Dystocia due to pelvic narrowing is one indication that a cesarean section may be necessary. In this respect, assessments of exact pelvic diameters in women with SCA and SCT may decrease cesarean rates in these patients. Various radiological techniques are useful for clinical examinations in conformity assessments for vaginal delivery. In this context, various radiological techniques are helpful for clinical examinations in conformity assessments for vaginal delivery. Radiographic pelvimetry has been used for most of this century to predict obstetric results although there is substantial variation for routine utilization in practice. Its use is now being criticized mainly due to the high radiation dose required (21). Newer technologies such as computed tomography and MR scanning are increasingly being favored in this area, especially for MR pelvimetry, which does not involve ionizing radiation (14, 22). Moreover, calculation mistakes for radiographic imaging occur at a rate of approximately 10%; whereas, MR scanning is much more accurate with mistakes occurring at a rate of approximately 1% (7).

MR pelvimetry was introduced in 1985 by Stark et al. It provides pelvic sizes in all planes when imaging soft tissue structures, including the fetus (11). MR pelvimetry has replaced with conventional radiography and computed tomography because it does not contain ionizing radiation and provides accurate and objective data (12).

Keller et al. (12) conducted the most extensive research about MR pelvimetry. Pelvimetric data from 781 women were reviewed and correlated with obstetric backgrounds to reproduce standard values. In this study, pelvimetric measurements were lower in women who had cesarean sections or vacuum extractions when compared with those who delivered vaginally. The pelvimetric parameters associated with the largest measurement mistakes are the intertuberous and sagittal outlet.

Gowri et al. (14) conducted the second most extensive series of studies concerning MR pelvimetry. Pelvimetric data were reviewed from 125 women after previous cesarean sections. All the diameters except the sagittal inlet were significantly larger in women who delivered normally when compared with those who had cesarean sections for any reason. An outlet index and pelvic diameters (transverse inlet, sagittal outlet, interspinous, and intertuberous diameter) were useful cut-off points for vaginal deliveries within their study populations.

Korhonen et al. (23) evaluated 100 MR pelvimetry examinations. Pelvimetric parameters of the pelvic inlet and outlet were measured four times to determine the standard reference for each measurement, and then intra- and inter-observer variations were compared. They found that millimeter differences were insignificant in MR pelvimetry.

Our study has demonstrated that pelvimetric dimensions (sagittal inlet, sagittal mid-pelvis, transverse inlet, transverse mid-pelvis, and transverse outlet) of women with SCA and SCT are indistinguishable from healthy women.

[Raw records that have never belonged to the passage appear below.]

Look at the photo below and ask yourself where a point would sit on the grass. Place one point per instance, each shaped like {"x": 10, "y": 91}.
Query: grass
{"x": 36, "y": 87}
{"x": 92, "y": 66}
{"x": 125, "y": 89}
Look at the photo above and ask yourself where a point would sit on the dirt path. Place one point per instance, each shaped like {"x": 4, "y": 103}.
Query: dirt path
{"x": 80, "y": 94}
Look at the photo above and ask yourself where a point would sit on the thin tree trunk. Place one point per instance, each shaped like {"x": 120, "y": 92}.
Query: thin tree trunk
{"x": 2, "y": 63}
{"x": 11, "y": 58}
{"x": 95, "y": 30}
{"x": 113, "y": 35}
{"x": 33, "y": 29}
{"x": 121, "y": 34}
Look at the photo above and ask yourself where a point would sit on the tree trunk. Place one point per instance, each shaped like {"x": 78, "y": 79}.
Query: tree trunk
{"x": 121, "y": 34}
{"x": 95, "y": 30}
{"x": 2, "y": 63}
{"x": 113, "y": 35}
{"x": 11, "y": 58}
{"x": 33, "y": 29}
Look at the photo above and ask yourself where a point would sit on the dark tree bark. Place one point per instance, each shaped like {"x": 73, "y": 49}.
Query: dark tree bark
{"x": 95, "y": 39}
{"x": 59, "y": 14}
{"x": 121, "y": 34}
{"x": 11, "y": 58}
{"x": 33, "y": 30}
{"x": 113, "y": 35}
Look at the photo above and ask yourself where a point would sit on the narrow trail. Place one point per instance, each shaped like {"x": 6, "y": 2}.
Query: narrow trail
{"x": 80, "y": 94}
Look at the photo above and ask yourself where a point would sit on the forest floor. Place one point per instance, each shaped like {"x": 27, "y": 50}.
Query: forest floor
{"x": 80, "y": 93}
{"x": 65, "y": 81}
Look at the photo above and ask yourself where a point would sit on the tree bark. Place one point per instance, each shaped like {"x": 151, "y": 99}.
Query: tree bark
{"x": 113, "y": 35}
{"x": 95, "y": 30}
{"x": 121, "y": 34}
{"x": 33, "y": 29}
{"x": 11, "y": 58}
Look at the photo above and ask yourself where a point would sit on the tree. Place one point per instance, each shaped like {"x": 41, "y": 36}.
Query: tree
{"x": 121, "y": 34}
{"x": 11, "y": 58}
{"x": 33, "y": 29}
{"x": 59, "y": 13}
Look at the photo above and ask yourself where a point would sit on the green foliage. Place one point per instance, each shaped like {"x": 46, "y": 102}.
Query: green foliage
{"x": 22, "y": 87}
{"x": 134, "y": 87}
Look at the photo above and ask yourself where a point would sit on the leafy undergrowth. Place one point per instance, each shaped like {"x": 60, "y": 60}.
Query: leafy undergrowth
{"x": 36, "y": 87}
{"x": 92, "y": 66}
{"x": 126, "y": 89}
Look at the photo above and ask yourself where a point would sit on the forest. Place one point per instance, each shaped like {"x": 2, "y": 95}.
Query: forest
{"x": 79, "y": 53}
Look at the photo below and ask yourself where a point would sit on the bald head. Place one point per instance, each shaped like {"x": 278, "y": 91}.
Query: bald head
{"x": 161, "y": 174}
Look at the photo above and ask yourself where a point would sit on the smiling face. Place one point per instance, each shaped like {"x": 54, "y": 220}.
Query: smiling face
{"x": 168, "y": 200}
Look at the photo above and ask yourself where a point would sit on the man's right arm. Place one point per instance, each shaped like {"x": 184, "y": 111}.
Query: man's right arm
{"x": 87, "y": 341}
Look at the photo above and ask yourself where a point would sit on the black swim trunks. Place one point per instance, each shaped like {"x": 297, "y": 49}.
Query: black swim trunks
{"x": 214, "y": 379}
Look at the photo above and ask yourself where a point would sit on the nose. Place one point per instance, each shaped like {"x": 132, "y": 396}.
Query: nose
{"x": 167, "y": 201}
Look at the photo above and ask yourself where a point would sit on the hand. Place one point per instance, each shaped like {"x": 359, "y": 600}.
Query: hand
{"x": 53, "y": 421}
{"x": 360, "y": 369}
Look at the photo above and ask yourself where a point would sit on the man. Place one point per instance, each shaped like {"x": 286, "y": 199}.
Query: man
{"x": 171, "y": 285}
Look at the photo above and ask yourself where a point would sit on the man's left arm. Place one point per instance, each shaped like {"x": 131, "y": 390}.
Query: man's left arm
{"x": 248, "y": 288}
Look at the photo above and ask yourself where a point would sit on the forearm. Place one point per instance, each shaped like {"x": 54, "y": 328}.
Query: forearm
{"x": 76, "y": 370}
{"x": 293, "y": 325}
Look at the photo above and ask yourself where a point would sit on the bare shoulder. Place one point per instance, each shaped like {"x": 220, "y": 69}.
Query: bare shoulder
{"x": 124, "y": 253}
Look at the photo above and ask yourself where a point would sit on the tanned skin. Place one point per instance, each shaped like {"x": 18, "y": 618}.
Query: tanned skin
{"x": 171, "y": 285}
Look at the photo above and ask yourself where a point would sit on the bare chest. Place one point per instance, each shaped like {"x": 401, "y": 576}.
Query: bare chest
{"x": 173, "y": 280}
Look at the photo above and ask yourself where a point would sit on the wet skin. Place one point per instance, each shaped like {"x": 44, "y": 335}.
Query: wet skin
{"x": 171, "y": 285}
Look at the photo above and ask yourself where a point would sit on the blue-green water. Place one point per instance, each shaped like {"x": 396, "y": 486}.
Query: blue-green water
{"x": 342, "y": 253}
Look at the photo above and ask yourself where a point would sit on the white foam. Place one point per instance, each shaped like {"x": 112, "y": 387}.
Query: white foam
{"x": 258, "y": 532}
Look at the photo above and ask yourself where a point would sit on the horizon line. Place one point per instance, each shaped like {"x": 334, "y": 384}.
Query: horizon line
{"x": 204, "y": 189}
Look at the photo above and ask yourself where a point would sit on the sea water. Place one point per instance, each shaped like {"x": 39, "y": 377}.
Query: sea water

There were some limitations in our study. First, we had a small sample size. Second, MR has a relatively high cost and limited availability. We used age and sex matched control group without body mass index matching due to low weight of SCA patient according to population. This may also cause partial bias and present as another limitation of our study.

Finally, our study demonstrated that the pelvic roofs of women with SCA and SCT are indistinguishable from healthy women. We think that these patients choose cesarean section/ rather than dystocia because of other pregnancy complications. Therefore, the rates of fetomaternal incompatibilities affecting delivery types are the same in healthy individuals and women with SCA and SCT. When making decisions about modes of delivery, these results should be taken into consideration.